3) Based on his holdings, does Bill Ackman have good taste in Mexican food? (hint: knowing Alan is from LA, there is only one answer, and if you get it wrong you get zero on this assignment.. just kidding)

4) What are the returns of Bill Ackman’s portfolio, if you invested at end of the prior quarter and held until the next quarter and rebalanced?

5) Why are Bill Ackman’s reported hedge fund returns different from his 13-F-implied returns? State at least two reasons, I can think of four off the top of my head.

13-F is the top source of information for institutional investors in the United States, and many countries / markets have similar disclosure rules as in the US. However, Two Sigma once asked the SEC for confidential treatment claiming that she “engaged in a program of acquisition and disposition that employs a statistical arbitrage investment strategy,” and that disclosure of its securities position would expose its investment strategy to “reverse engineering.” 

Extra credit (4 points) Plot three lines:

1) the monthly return of the market (mkt_rf+rf),

2) the strategy of copying Bill’s trades assuming you knew his trades as of the filing date,

3) and assuming you know his trades as of when the public finds out (two months late).

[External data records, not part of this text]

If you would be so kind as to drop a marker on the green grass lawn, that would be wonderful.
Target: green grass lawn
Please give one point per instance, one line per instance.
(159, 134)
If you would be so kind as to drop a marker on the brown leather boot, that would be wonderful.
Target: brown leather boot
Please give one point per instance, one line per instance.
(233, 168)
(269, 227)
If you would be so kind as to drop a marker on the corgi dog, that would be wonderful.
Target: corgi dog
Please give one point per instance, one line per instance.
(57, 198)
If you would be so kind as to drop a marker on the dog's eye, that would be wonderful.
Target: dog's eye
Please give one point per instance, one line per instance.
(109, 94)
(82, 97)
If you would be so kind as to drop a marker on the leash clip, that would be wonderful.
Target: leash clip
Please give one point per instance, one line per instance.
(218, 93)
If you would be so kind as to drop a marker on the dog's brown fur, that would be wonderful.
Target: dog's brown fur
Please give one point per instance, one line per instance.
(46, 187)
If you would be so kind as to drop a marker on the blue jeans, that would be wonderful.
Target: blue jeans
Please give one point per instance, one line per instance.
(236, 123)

So in the example above, if the quarter end is December 31, 2023, you can earn the Jan 2024 – March 2024 returns. Else, you find out 45 days later and earn the March 2024- May 2024 returns. You need instown.file1 to find Bill Ackman’s fund number, file3 to find his holdings, crsp_202401.msf for returns (and lagged prc). Answer question: does 13-F protect his returns?

Here are some steps to help you:

1. Collapse crsp.msf to quarter_id via year(date)*4+quarter(date)

2. Merge instown.file3 to crsp.dsenames via cusip in file3 / ncusip, note the 8 vs 9 digit cusip

3. See the hint dataset below. The first one is assuming you trade the time of filing, the second one assumes you trade 2 months after filing.